Topics examined include student sorting between schools in marketized systems; the effects of school socioeconomic segregation on international tests of student achievement and the structures that shape cross-national variations; the impact of school choice on school segregation in Canada; school segregation and institutional trust in Chile; racial/ethnic and socioeconomic segregation in Brazil; and parental financial contributions as a cause and consequence of school segregation in Australia. The contributions highlight how selective schooling, private schooling, school funding, school choice, and school competition interact to shape school segregation, as well as the consequences of school segregation on a range of student outcomes. Through its embrace of diversity of methodological approaches, context and focus, this book stimulates new lines of research in an important and growing field.
Comparative Perspectives on School Segregation will be a key resource for academics, researchers, and advanced students of comparative education, educational leadership and policy, educational research, ethnic studies, research methods, economics of education, sociology of education, history of education and educational psychology.

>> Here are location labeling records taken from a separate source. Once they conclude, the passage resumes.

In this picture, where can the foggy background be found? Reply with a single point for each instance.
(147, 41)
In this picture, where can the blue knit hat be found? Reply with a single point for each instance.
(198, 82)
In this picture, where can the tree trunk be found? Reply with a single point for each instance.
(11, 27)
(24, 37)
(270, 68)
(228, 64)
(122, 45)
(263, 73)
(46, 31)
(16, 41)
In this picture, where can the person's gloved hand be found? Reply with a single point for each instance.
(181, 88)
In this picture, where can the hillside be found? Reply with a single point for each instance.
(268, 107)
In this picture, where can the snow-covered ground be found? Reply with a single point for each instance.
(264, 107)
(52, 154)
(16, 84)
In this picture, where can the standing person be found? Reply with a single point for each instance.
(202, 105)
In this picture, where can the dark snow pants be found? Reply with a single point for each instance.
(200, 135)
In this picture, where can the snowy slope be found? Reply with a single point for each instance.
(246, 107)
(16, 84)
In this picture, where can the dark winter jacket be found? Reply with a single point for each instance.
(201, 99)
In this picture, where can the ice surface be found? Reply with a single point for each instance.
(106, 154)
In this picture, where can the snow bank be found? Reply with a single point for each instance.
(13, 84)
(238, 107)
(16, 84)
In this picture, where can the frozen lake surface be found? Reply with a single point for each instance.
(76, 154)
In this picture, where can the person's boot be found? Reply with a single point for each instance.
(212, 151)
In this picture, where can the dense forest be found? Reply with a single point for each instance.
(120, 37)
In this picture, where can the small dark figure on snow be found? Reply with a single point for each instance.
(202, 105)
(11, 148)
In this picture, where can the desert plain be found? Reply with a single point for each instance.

The chapters included in this book were originally published as a special issue of Comparative Education.
Laura B. Perry is Professor of Comparative Education and Education Policy at Murdoch University in Perth, Western Australia. Her research focuses on educational disadvantage and inequalities, especially as they appear between schools, and the systems, structures and policies that shape them.
Emma Rowe is Senior Lecturer in the School of Education, Deakin University. She was a Fulbright Postdoctoral Scholar (2020) and is a recipient of the Australian Research Council Discovery Early Career Researcher Grant (DECRA) 2021–2024. Her research is interested in policy and politics in education.
Christopher Lubienski is Professor of Education Policy at Indiana University, and a Fellow with the National Education Policy Center. His research focuses on education policy, reform, and the political economy of education, with a particular concern for issues of equity, access, and evidence use in policymaking.